John UpChurch, Editor, Jesus.org
Jesus went on from there and walked beside the Sea of Galilee. And he went up on the mountain and sat down there. And great crowds came to him, bringing with them the lame, the blind, the crippled, the mute, and many others, and they put them at his feet, and he healed them. (Matthew 15:29-30, ESV)
You've never really walked until you've slogged through red dirt. The stuff joins at the molecular level to your shoes, crawls up your pants, and ruins your socks. So, of course, my brothers and I loved it.
Spending summers in southern Alabama, we knew how to find dirt of every hue and consistency: powdery brown dirt for experiments with firecrackers, smooth white dirt that turned into a sinking quagmire when wet, squishy gray dirt that outlined the creeks, and, of course, that infamous red dirt. It really wasn't that hard to locate.
The red dirt road that passes by my grandfather's house weaves through a series of embankments that seemed massive back then. To me, they appeared something like the Great Red Cliffs of Dover. To my brothers, they were canvasses for faces and colorful words. To my parents, they were an unfortunate but necessary feature of the landscape.
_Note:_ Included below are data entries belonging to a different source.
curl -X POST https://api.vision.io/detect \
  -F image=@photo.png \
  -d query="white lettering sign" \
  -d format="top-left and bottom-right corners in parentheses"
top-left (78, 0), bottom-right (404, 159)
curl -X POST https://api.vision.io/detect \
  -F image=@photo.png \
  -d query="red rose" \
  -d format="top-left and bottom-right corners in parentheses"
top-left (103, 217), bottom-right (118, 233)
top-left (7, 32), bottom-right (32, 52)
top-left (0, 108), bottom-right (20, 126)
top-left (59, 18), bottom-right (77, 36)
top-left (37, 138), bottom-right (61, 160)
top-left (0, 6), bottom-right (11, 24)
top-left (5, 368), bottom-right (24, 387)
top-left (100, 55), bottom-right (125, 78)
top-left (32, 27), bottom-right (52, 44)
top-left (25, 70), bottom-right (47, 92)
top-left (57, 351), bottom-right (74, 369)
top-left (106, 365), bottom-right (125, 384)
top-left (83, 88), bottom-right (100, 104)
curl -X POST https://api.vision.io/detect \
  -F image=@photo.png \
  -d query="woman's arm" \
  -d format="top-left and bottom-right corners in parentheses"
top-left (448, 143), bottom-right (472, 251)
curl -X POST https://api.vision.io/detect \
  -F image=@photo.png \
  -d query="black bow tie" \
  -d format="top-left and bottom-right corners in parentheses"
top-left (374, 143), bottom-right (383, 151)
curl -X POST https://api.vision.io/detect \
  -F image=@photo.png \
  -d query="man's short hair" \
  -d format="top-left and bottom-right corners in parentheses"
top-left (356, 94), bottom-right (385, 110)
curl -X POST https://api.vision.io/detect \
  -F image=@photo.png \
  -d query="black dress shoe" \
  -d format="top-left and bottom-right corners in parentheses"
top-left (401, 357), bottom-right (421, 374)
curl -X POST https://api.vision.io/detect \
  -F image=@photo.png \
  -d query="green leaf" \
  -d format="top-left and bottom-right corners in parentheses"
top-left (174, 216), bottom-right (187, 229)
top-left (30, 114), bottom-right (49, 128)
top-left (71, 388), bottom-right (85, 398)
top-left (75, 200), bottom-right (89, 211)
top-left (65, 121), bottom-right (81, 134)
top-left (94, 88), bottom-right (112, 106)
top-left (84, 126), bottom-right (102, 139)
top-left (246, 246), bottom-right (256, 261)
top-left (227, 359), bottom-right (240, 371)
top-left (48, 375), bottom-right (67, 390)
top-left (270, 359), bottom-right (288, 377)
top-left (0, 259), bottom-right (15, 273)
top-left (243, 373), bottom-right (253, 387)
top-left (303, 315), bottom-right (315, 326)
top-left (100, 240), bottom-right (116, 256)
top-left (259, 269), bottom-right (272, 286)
At the end of our summer vacation, we'd pack up our red-stained socks and recently scrubbed shoes and return to our much less adventurous home with much tidier soil—back to paved roads and ranch style houses. This process occurred several times during my youth, but somewhere along the line, I forgot the joy in getting dirty.
Now days, I usually scrub my hands at the first hint of dirt. My socks have much more danger of being mismatched than being stained. And I like my "wild excursions" limited to controlled hiking trips on distinctly marked trails—and only when the weather cooperates.
My younger self would scoff at who I am now and say something about how that old guy doesn't know how to have fun. My younger self might be on to something.
I've forgotten what it means not to worry. When I was young, I would go out and do what needed to be done. Dirt needed to be found, ant hills needed to be blown up, and creeks needed to be crossed. So, I went. I didn't stop to think how much time it would take or if I might get dirty.
Now, unlike then, I follow Christ. I should be just as willing to go out and do what needs to be done. But rather than simply going about the kingdom work, I stop, consider the reasons why I don't want to, and then forget about it. My adventure has become hiding behind my fear.
Intersecting Faith & Life:
When Christ journeyed the length of Israel, He walked. His sandals chaffed, dust caked his feet, and insects buzzed His head. He sweated, and He had no showers. The people who came to Him probably stunk from the heat and fish and whatever else they happened to be around. He humbled Himself from the perfection of His throne to get dirty. God—the Creator of everything—took on flesh so that He could trudge across this dusty earth.
When I think back to my days sinking joyfully in mud pits, I have to wonder why I'm now sometimes afraid to metaphorically get dirty in the work of preaching the gospel, of living for Christ in every single thing I do.
Why does growing up so often steal the joy of red dirt? I don't know. But this is what I do know: today is a day to get that joy back.